Unnamed: 0,Rank 1,Rank 2,Rank 3,Rank 4,Rank 5,Rank 6
0,Terrence Hayes,Loretta Smith,Noah Ernst,,,
1,Loretta Smith,Steph Routh,Timur Ender,David Linn,Candace Avalos,Jamie Dunphy
2,Loretta Smith,Steph Routh,Timur Ender,David Linn,Candace Avalos,Jamie Dunphy
3,Michael (Mike) Sands,Doug Clove,Joe Furi,Timur Ender,Deian Salazar,Loretta Smith
4,Timur Ender,Candace Avalos,Cayle Tern,Steph Routh,Michael (Mike) Sands,Jamie Dunphy


Now it is in the correct format for VoteKit to read, so we can save it to a csv. Choose a file name that makes sense to you.

In [8]:
ranking_df.to_csv("your_file_name_here.csv") #

## Load a profile, clean a profile
Now that the csv is in the correct format for VoteKit, we can complete our cleaning using VoteKit's built in cleaning tools. Along the way, we will touch on how to load a profile from a file.

CVR stands for cast vote record, so what we are doing below is accessing the part of VoteKit that allows you to load CVRs, and asking for the function that loads csvs. Replace the file name with whatever you used above.

Note that we need to tell VoteKit which columns of the csv contain the ranking data. Open the csv file you saved above to see what columns you need.

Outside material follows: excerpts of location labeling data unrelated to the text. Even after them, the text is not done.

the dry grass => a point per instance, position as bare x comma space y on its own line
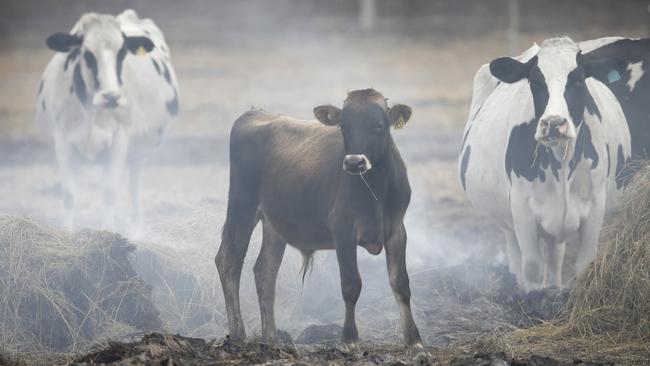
608, 313
63, 291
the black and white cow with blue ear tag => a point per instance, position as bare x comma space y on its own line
109, 91
541, 155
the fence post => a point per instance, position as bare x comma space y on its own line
367, 14
513, 27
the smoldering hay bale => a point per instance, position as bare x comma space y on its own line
612, 296
62, 291
608, 312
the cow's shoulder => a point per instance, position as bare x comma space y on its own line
132, 25
485, 83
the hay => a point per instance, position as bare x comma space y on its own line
63, 292
607, 316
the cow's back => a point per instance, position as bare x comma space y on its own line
482, 159
149, 80
294, 166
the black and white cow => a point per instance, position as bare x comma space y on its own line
110, 88
631, 87
541, 153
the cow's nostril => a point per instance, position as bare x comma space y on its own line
111, 97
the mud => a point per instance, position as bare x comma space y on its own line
159, 349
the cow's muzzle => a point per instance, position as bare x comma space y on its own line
553, 129
108, 99
356, 164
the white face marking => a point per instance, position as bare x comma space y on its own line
636, 72
104, 40
555, 63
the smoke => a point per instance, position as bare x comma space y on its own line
285, 57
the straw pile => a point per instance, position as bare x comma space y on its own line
63, 292
608, 313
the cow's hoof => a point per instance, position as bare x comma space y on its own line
419, 355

Don't forget that Python starts counting from 0.

In [None]:
from votekit.cvr_loaders import load_csv

rank_cols = [] # type the numbers of the columns you need here, like [5,7,12,14]
raw_profile = load_csv("/content/your_file_name_here.csv", rank_cols=rank_cols)

In [14]:
raw_profile

Profile contains rankings: True
Maximum ranking length: 6
Profile contains scores: False
Candidates: ('Candace Avalos', 'Cayle Tern', 'Jamie Dunphy', 'Loretta Smith', 'Steph Routh', 'Doug Clove', 'Michael (Mike) Sands', 'David Linn', 'Timur Ender', 'Deian Salazar', 'Peggy Sue Owens', 'Joe Allen', 'Joe Furi', 'Terrence Hayes', 'Noah Ernst', 'Thomas Shervey', 'Uncertified Write In', 'Write-in-121', 'Write-in-122', 'Write-in-120', 'overvote')
Candidates who received votes: ('Candace Avalos', 'Cayle Tern', 'Jamie Dunphy', 'Loretta Smith', 'Steph Routh', 'Doug Clove', 'Michael (Mike) Sands', 'David Linn', 'Timur Ender', 'Deian Salazar', 'Peggy Sue Owens', 'Joe Allen', 'Joe Furi', 'Terrence Hayes', 'Noah Ernst', 'Thomas Shervey', 'Uncertified Write In', 'Write-in-121', 'Write-in-122', 'Write-in-120', 'overvote')
Total number of Ballot objects: 19933
Total weight of Ballot objects: 43669

Notice above that there is a difference between the number of total ballots and the total weight. This indicates that the profile has been grouped; that is, ballots with the same ranking have been aggregated so that there is one ballot, but with increased weight. We need to be careful and sum the ballot weights, not the number of ballots, if we want to know the total number of voters.

In [17]:
num_ballots_cast = raw_profile.total_ballot_wt

print("There were",num_ballots_cast,"ballots cast.")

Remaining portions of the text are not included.